Within the great ruins of Central America there is convincing evidence of a once-crowded and powerful population, apparently more numerous and capable than the peoples who possessed the region in later centuries. Their architectural remains reveal a grasp of physics, mathematics, mechanics, and picture or sign-writing; their carved figures, shown in elaborate dress, testify to a high development of the mechanical arts, of which only the barest traces survived among the inhabitants found there in the early sixteenth century. The splendor suggested by their surroundings—jewels, sculptured thrones, and weapons represented in relief—shows a cultivated sense of art and a skilled use of metals, even though actual tools, arms, or textiles have scarcely been discovered.​

Some statues still preserve traces of their original coloring.
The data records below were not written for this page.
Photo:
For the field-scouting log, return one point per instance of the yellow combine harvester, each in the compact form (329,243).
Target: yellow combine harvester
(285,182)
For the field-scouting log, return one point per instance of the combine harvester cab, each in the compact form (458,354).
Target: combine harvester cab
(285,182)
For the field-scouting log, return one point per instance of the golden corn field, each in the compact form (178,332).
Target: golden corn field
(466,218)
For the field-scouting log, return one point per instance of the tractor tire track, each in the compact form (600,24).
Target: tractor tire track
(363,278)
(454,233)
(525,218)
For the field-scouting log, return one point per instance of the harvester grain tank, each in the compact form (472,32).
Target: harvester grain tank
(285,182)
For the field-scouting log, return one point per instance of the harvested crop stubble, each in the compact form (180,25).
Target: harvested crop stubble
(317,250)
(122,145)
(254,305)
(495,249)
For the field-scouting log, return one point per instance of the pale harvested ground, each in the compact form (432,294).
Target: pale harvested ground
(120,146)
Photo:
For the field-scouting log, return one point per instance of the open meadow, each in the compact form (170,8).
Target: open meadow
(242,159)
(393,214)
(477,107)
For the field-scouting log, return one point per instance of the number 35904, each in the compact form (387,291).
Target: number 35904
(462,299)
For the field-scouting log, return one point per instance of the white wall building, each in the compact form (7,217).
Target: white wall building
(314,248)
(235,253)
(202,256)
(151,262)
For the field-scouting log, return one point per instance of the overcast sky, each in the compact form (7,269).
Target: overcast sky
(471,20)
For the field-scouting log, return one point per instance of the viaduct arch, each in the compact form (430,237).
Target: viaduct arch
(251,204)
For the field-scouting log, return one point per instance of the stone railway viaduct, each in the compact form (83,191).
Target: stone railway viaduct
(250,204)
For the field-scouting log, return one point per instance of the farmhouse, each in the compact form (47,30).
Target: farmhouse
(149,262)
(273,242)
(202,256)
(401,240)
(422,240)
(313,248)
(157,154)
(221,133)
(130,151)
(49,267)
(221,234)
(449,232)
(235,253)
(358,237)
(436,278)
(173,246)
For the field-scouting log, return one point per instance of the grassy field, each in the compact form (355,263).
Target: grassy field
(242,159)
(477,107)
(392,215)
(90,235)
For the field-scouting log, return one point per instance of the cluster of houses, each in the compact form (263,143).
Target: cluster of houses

And although certain features of the buildings, decorations, stone idols, and hieroglyphs faintly recall forms found among Old World ruins, the overall style and construction clearly belong to a distinct architectural tradition, independent of the classic schools of Europe or Asia.​



In his narrative of exploration, Stephens observes that countless theories have been advanced to explain the first peopling of America. Some writers argue that the continent’s inhabitants formed a separate race, not descended from the same ancestor as the rest of humanity, while others claim they came from a remnant of antediluvian peoples who survived the Flood and thus represent the most ancient race on earth. Under the broad allowance of descent from the sons of Noah, Americans have been traced, in turn, to Jews, Canaanites, Phoenicians, Carthaginians, Greeks, Scythians, Chinese, Swedes, Norwegians, Welsh, and Spaniards; theorists have imagined continents joining and breaking apart, have resurrected the lost island of Atlantis, and even proposed that the ark itself came to rest within what is now the state of New York.​



Until recently, the surviving monuments of the aboriginal peoples played little part in these speculations. Stephens quotes Dr. Robertson’s skeptical opinion of the ruins, then remarks that while caution may have been wise in Robertson’s day, a flood of new light has since poured in, opening the field of American antiquities to serious study. Confident that his own journeys, together with Catherwood’s and others’, had begun an inquiry that would not cease until the heart of the mystery was laid bare, he turns to rebuke the ignorance and indifference of Spanish-American society toward these remains.​



In the United States, by contrast, the cutting of forests and the uncovering of ancient mounds and earthworks from the Great Lakes down through the Ohio and Mississippi valleys, the finding of mummies in a Kentucky cave, inscriptions on the rock at Dighton thought to be Phoenician, and the reported ruins of walls and a great city in Arkansas and Wisconsin, had already stirred the public imagination. These discoveries fed a strong belief that powerful, populous nations had once occupied the land and vanished, leaving no written history. Similar traces continue into Texas, and in Mexico the evidence grows clearer still.​



The first to shed new light on the question was Alexander von Humboldt. He visited and gathered information about Mitla, or the “Vale of the Dead”; about Xochicalco, a mountain cut down and terraced, called the Hill of Flowers; and about the great pyramid or temple of Cholula. Unfortunately, he never reached, or at least never described, the ruined cities beyond the Valley of Mexico—cities buried in forest, silent, ruined, and nameless—whose existence only recently became known in Europe and the United States.​



When reports of these sites began to circulate, however vague, they fired curiosity, though both Stephens and Catherwood admit they were somewhat skeptical at first and reached Copan more in hope than in firm expectation of marvels. Since the discovery of these ruined cities, the prevailing theory has been that they belonged to a people far older than the tribes encountered by the Spaniards at the time of the conquest, a race whose civilization had already declined or disappeared.